Note: Free tier spins down after 15 min of inactivity.

AWS ECS Express Mode

App Runner no longer accepts new customers as of April 30, 2026. AWS recommends Amazon ECS Express Mode for containerized deployments.

1. Install AWS CLI

# macOS
brew install awscli

# Windows
winget install Amazon.AWSCLI

# Linux
curl "https://awscli.amazonaws.com/awscli-exe-linux-x86_64.zip" -o "awscliv2.zip"
unzip awscliv2.zip && sudo ./aws/install

2. Configure credentials

aws configure
# Enter: AWS Access Key ID, Secret Access Key, region (e.g. us-east-1), output format (json)

3. Push image to ECR

# Create ECR repository
aws ecr create-repository --repository-name fastapi-rag-backend

# Authenticate Docker to ECR
aws ecr get-login-password --region us-east-1 | docker login --username AWS --password-stdin 783330586114.dkr.ecr.us-east-1.amazonaws.com

# Build and push image
docker build -t fastapi-rag-backend .
docker tag fastapi-rag-backend:latest 783330586114.dkr.ecr.us-east-1.amazonaws.com/fastapi-rag-backend:latest
docker push 783330586114.dkr.ecr.us-east-1.amazonaws.com/fastapi-rag-backend:latest

4. Deploy with ECS Express Mode

  1. Go to AWS Console → Elastic Container Service → Services → Create
  2. Select Express mode
  3. Paste your ECR image URI:783330586114.dkr.ecr.us-east-1.amazonaws.com/fastapi-rag-backend:latest
  4. Set container port to 8000
  5. Add environment variables (GOOGLE_API_KEY, QDRANT_URL, QDRANT_API_KEY etc.)
  6. Let AWS auto-create the required IAM roles when prompted
  7. Click Create — AWS automatically provisions load balancer, networking, HTTPS endpoint, and auto-scaling

Your app will be live at the auto-generated HTTPS URL shown in the console.


GCP Cloud Run

1. Install gcloud CLI

# macOS
brew install --cask google-cloud-sdk

# Windows (winget)
winget install Google.CloudSDK

# Windows (manual) - download installer from:
# https://cloud.google.com/sdk/docs/install

# Linux
curl https://sdk.cloud.google.com | bash
exec -l $SHELL

Verify installation:

gcloud --version

2. Initialize and login

# Login to your Google account
gcloud auth login

# Initialize gcloud (select project, region etc.)
gcloud init

If you don’t have a GCP project yet: go to console.cloud.google.com → New Project → copy the Project ID.


3. Set your project

gcloud config set project <your-project-id>

# Verify
gcloud config get project

4. Enable required APIs

gcloud services enable run.googleapis.com
gcloud services enable cloudbuild.googleapis.com
gcloud services enable artifactregistry.googleapis.com

5. Authenticate Docker to Google Cloud

gcloud auth configure-docker

6. Deploy to Cloud Run

Cloud Run builds and deploys the Docker image automatically from source — no manual docker build or docker push needed:

First fill in your values in env.yaml, then deploy:

gcloud run deploy fastapi-rag-backend --source . --region us-central1 --allow-unauthenticated --port 8000 --env-vars-file env.yaml

Cloud Run uses Cloud Build to build your image and stores it in Artifact Registry automatically.


7. Get your public URL

After deploy, the URL is printed in the terminal:

Service URL: https://fastapi-rag-backend-xxxxxxxxxx-uc.a.run.app

Verify:

curl https://fastapi-rag-backend-xxxxxxxxxx-uc.a.run.app/health
# Expected: {"status": "ok"}

8. Update deployment (after code changes)

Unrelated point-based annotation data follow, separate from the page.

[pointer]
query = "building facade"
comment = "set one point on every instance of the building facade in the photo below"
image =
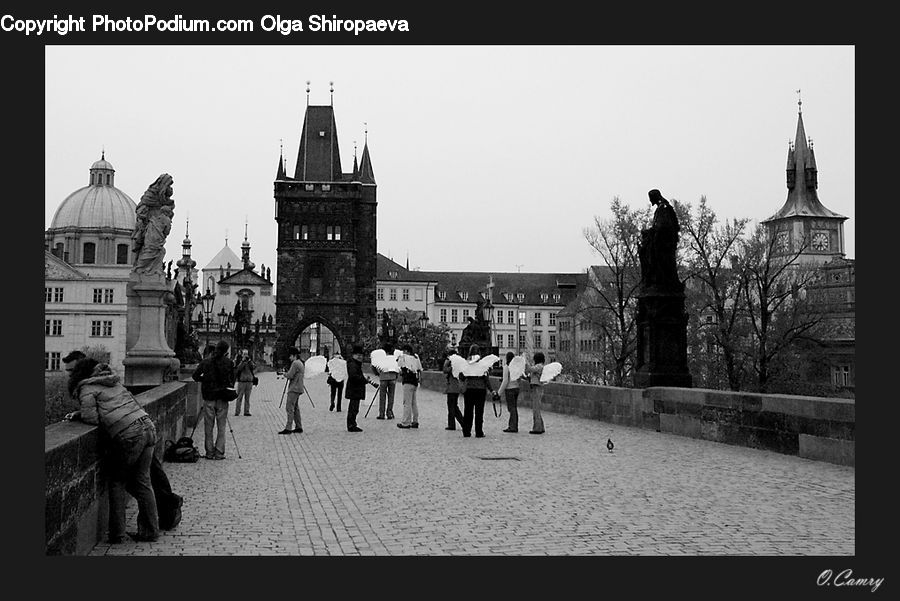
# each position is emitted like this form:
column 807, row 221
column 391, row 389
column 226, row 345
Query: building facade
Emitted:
column 87, row 263
column 326, row 239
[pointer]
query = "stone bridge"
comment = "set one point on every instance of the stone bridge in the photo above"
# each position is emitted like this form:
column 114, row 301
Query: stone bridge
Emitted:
column 780, row 482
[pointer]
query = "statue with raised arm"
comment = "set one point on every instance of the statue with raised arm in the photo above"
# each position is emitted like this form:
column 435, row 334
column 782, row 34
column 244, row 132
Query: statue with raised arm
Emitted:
column 153, row 221
column 658, row 246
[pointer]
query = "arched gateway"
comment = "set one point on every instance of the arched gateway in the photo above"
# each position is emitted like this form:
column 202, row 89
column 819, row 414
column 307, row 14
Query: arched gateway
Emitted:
column 326, row 238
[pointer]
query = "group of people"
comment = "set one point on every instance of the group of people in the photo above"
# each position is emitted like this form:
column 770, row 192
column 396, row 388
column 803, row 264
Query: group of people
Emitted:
column 223, row 381
column 475, row 389
column 128, row 446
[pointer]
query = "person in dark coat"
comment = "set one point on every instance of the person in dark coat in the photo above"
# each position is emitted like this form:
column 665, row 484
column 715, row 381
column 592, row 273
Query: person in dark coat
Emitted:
column 356, row 387
column 215, row 374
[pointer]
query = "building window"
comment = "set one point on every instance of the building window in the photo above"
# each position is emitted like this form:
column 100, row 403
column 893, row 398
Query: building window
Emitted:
column 90, row 253
column 841, row 375
column 53, row 327
column 51, row 361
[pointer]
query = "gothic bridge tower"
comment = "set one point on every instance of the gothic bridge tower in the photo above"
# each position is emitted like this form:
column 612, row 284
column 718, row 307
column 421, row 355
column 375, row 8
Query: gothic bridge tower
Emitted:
column 326, row 239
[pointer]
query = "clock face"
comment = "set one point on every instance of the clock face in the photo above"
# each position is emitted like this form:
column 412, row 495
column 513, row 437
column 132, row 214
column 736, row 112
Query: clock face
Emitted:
column 820, row 241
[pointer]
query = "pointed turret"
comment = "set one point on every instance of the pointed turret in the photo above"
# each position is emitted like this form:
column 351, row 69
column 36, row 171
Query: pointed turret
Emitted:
column 366, row 175
column 319, row 158
column 802, row 180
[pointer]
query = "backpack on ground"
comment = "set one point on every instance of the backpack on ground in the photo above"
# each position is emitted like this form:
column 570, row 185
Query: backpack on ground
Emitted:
column 181, row 451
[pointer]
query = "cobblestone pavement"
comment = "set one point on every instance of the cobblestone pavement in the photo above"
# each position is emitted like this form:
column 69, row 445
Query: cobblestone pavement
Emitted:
column 387, row 491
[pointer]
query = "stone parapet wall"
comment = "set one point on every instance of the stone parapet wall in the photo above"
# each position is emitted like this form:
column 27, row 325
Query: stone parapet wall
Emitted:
column 75, row 485
column 815, row 428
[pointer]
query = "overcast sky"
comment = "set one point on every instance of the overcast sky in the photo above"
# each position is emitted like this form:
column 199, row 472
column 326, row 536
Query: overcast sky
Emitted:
column 487, row 158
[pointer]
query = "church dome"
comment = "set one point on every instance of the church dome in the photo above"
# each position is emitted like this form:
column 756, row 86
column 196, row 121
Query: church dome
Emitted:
column 98, row 205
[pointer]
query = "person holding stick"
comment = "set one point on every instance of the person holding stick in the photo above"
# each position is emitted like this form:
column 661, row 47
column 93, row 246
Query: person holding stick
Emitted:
column 295, row 388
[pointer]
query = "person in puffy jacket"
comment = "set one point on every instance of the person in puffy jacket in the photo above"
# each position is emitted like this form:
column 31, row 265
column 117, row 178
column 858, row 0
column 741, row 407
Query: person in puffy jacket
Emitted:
column 106, row 403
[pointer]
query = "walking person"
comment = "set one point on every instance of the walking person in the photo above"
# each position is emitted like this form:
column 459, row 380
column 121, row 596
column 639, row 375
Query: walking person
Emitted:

Just run the same deploy command again — Cloud Run rebuilds and redeploys with zero downtime:

gcloud run deploy fastapi-rag-backend --source . --region us-central1

Azure Container Apps

1. Install Azure CLI

# macOS
brew install azure-cli

# Windows
winget install Microsoft.AzureCLI

# Linux
curl -sL https://aka.ms/InstallAzureCLIDeb | sudo bash

2. Login and create resource group

az login
az group create --name ragwire-rg --location eastus

3. Create Azure Container Registry and push image

# Create ACR
az acr create --name ragwireacr --resource-group ragwire-rg --sku Basic

# Login to ACR
az acr login --name ragwireacr

# Build and push image
docker build -t ragwireacr.azurecr.io/fastapi-rag-backend:latest .
docker push ragwireacr.azurecr.io/fastapi-rag-backend:latest

Note: az containerapp up --source . uses ACR Tasks to build the image, which is not available on free/trial Azure subscriptions. Building and pushing locally bypasses this restriction.

4. Deploy

Run locally or from Azure Cloud Shell (recommended if you have TLS/network issues locally):

az containerapp up \
  --name fastapi-rag-backend \
  --image ragwireacr.azurecr.io/fastapi-rag-backend:latest \
  --resource-group ragwire-rg \
  --ingress external \
  --target-port 8000

5. Set environment variables

macOS / Ubuntu / Azure Cloud Shell — reads directly from .env file:

az containerapp update --name fastapi-rag-backend \
  --resource-group ragwire-rg \
  --set-env-vars $(grep -v '^#' .env | grep '=' | xargs)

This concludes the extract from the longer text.